In Tylenol’s case, even though they knew that the poisoning could have happened to almost any packaged goods company, they didn’t harp on this fact (i.e., no defensiveness, no ‘the gulf’s a very big ocean’). Instead, they decided that among other superb marketing outreach tactics to restore consumer confidence in their products, they would make the world safer for everyone by pioneering tamper-resistant packaging.
In short, they took the high road. The best marketing always does.
If BP’s listening, here are three actions to take, based on Tylenol’s own example:
1. Immediately announce that BP will be “adopting” the Gulf of Mexico and plans to make things cleaner than before. in other words, show that the company is going to have a long-term positive effect on shore ecosystems and the fishing industry. Perhaps develop partnerships with environmental organizations and the fishing industry to work toward long-term change.
2. Name whatever ingenious device you come up with to stop the spill something like “The BP Enviro-Safe Solution.” Then make this proprietary technology available to all oil companies. Also, announce that the company will be publishing and giving out The BP Spill Response Handbook. The BP-branded Handbook will be compiled from the findings of an expert panel that, months from now, will be able to provide valuable, environmentally protective lessons from this event.
3. Announce plans to create a second expert program to evaluate the accident causes thoroughly. This and the findings from step #2 might result in the development of other devices like universal fail-safes (named after BP), methods and protocols. Again, BP will be sharing this intellectual property, possibly even giving the devices away or selling at cost to the rest of the industry (mining, drilling and other resource companies).

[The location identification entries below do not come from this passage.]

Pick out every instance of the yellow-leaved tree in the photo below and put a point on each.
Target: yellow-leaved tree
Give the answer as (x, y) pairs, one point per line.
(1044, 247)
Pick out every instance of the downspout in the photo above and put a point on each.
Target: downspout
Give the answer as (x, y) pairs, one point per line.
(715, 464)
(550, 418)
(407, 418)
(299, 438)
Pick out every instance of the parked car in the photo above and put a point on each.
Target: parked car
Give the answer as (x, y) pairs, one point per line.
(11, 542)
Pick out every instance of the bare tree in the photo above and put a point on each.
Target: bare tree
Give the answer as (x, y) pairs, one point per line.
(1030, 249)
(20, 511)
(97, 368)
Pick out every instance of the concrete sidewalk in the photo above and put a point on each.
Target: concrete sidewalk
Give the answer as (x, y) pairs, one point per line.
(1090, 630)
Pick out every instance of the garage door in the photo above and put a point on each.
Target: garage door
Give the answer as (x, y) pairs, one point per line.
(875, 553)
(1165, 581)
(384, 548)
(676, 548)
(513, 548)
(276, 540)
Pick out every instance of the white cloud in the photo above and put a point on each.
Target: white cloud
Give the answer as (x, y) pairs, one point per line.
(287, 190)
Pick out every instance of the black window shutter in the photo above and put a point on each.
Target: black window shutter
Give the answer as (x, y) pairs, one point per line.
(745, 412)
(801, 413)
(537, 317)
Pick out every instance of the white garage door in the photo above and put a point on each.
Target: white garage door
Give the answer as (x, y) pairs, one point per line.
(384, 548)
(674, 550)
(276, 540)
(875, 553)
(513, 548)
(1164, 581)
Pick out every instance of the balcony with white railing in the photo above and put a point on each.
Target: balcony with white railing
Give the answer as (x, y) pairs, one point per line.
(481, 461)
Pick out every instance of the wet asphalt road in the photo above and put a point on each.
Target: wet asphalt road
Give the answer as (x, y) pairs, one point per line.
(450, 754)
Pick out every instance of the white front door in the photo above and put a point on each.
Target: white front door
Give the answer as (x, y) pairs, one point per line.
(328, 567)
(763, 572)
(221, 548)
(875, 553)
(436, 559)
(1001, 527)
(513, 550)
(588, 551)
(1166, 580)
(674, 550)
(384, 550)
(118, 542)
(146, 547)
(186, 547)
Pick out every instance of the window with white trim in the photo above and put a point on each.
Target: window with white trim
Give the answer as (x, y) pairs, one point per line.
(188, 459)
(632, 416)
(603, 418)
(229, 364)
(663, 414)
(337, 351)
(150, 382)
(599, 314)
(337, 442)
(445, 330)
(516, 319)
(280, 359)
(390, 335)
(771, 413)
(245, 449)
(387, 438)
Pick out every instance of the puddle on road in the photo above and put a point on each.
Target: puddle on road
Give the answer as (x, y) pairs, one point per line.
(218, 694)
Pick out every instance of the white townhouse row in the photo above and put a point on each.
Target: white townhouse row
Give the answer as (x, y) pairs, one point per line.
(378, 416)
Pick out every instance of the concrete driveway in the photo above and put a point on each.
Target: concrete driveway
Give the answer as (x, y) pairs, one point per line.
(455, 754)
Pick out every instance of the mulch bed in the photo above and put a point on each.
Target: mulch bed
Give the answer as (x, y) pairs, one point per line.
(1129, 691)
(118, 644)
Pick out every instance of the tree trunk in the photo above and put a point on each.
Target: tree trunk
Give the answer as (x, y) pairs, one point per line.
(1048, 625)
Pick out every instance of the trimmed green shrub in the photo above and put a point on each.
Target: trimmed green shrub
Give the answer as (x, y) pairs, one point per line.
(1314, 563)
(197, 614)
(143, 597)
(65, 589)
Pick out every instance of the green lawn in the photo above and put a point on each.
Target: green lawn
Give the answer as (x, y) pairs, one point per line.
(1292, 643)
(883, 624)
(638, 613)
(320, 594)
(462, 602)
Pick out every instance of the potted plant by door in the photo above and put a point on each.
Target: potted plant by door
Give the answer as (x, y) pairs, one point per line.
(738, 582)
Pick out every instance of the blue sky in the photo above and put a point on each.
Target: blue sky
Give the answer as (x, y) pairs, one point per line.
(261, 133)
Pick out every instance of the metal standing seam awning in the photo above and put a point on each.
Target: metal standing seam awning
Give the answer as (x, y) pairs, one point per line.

Bottom line, BP can turn this situation around for itself and the world. It can take control of the story by having a long-term plan for past, present and future environmental responsibility.
Fact is that the company is already in a very large ocean of trouble. People can forgive accidents and they will —you don’t need to defend your brand against this. Defensiveness only serves to make you look guilty. But beyond merely forgiving, people will actually applaud the underdog who turns bad circumstances into a positive for everyone.
And, remember, things are always easier when you keep marketing and branding in mind.
TODAY'S TANTILLO TAKEAWAY -
The best marketing is about taking the high road.